A proposal to prevent environmental rules from impeding the Border Patrol's ability to monitor and pursue illegal immigrants crossing into the U.S. was approved by a House committee Wednesday, in a move one congressman said could address the government's "cavalier attitude" toward illegal immigration.
Sponsor Rep. Rob Bishop, R-Utah, claims environmental regulations are keeping border agents from doing their job. He unsuccessfully pushed a similar version of the bill last year, but said Congress still needs to intervene so that agents have the access they need.
"The policies of the United States unfortunately and unwittingly make it easier for illegals to come across public lands," Bishop said Wednesday at a House Natural Resources Committee meeting.
The committee afterward approved the bill on a 26-17 straight party-line vote. A companion bill has not yet been introduced on the Senate side.
"People are dying on the border, (plant and animal) species are being destroyed by the drug cartels," Bishop said. "We have basically ignored that."
Border Patrol has access to land maintained by the federal government's environmental stewards, but has to follow certain procedures in order to pursue suspects or set up routine patrols. A government report last year found environmental rules were in some cases holding up security projects for months while the Department of Homeland Security continues to pay millions to the departments Interior and Agriculture to compensate for expected environmental damage.
"We continue to hear from Border Patrol on the ground that this continues to be a problem," said Jill Strait, a spokeswoman for Republicans on the House Natural Resources Committee.
But Raul Grijalva, D-Ariz., said the proposal doesn't address border security.

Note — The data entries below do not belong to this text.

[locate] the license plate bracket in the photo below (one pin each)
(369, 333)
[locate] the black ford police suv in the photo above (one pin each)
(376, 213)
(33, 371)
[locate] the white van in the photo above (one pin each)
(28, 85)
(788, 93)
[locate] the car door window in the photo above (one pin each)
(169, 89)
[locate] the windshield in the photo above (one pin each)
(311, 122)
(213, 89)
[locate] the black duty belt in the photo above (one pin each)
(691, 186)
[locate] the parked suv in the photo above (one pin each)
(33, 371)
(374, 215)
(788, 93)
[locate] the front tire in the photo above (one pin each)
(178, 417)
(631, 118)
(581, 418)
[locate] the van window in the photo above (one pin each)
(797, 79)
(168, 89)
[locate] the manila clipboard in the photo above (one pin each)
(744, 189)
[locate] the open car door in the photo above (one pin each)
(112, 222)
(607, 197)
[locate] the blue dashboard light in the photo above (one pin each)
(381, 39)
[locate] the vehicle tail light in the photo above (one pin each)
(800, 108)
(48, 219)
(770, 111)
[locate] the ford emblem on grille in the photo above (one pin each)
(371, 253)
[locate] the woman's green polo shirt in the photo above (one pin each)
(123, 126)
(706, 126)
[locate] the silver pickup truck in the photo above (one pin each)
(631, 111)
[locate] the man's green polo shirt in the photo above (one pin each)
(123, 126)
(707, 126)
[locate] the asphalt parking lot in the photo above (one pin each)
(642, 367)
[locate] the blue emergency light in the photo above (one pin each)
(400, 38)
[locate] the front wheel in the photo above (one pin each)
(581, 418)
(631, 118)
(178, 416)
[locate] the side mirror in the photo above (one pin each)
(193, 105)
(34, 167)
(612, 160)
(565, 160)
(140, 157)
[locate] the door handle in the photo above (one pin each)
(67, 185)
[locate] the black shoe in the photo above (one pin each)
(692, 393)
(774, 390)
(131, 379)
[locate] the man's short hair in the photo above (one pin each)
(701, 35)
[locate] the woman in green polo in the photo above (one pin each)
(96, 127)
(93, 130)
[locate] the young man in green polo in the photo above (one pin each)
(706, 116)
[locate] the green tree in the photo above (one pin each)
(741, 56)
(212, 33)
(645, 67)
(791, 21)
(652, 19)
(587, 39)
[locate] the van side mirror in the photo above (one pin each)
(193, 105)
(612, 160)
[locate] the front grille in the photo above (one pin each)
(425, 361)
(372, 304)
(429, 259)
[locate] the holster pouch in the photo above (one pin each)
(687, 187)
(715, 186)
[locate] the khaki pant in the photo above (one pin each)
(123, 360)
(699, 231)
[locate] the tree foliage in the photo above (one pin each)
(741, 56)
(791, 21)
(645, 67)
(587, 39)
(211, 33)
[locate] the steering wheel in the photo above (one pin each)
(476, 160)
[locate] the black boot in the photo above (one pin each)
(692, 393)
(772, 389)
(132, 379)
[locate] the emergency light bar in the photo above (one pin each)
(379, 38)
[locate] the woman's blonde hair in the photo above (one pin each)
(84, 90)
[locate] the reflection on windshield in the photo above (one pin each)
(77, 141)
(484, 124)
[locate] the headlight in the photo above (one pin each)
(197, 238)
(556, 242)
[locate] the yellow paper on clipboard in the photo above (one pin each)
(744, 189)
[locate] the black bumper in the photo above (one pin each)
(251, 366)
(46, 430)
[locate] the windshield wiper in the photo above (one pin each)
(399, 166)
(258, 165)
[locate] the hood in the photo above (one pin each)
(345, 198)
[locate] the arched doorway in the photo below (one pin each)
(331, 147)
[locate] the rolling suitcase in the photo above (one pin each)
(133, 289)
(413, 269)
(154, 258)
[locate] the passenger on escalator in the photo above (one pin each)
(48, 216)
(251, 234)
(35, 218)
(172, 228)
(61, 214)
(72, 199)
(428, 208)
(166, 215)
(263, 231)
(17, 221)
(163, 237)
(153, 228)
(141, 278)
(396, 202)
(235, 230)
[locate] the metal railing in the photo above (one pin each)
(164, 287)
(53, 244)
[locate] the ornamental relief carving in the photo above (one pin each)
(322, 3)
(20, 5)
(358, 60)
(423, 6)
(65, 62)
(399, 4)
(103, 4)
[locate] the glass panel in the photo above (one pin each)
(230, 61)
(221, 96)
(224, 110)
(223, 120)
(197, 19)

He described it Wednesday as a "cover to effectively repeal more than a century of environment protection."
"It's about undermining fundamental environment protections," he said.
The Department of Interior has defended the current arrangement, saying it must meet the twin goals of patrolling the border while protecting the environment. The department has claimed accounts of a conflict between border security and natural resource protection are overblown.
In testimony this past July, Deputy Assistant Interior Secretary Kim Thorsen said Bishop's proposal could impact 54 properties in the national park system as well as hundreds of other refuges and other protected lands.
The bill "would likely have a significant impact on Interior's ability to carry out our overall mission related to protection of natural and cultural resources on our federally managed and trust lands," Thorsen said in written testimony. She defended the current collaborative approach, which stems from a 2006 agreement between the departments of Homeland Security, Interior and Agriculture.
But Bishop said despite the claims of administration officials, agents on the ground complain they need more access.
The National Association of Former Border Patrol Officers has endorsed the proposal, saying agents "cannot secure the border if they cannot access the border."
Republicans say the environmental rules are, to an extent, self-defeating, since they allegedly make it easier for illegal immigrants to pass through federal lands while leaving trash and other debris behind.
Bishop's bill would apply to land within 100 miles of the United States' southern and northern borders. Along the southwestern border, federal land makes up more than 40 percent of the real estate.
Bishop's bill specifically states that the secretaries of interior and agriculture "shall not impede, prohibit, or restrict" U.S. Customs and Border Protection activities under their jurisdiction.
The bill says border agents should have "immediate access" to the land for activities including maintaining or building roads and fences; driving patrol vehicles; and installing surveillance equipment.
The bill allows for a host of regulations to be waived to make way for border agents, including provisions contained in the Clean Air Act, Safe Drinking Water Act, and the Endangered Species Act of 1973.
Strait said this version of the bill is more "narrowly defined" than last year's bill. It refers only to Customs and Border Patrol and not the larger Homeland Security Department. The prior bill didn't specify which activities by Border Patrol are permitted to undertake. The current version also does not apply to maritime borders.
A CBP spokeswoman had no comment on the bill, noting the agency does not comment on pending legislation.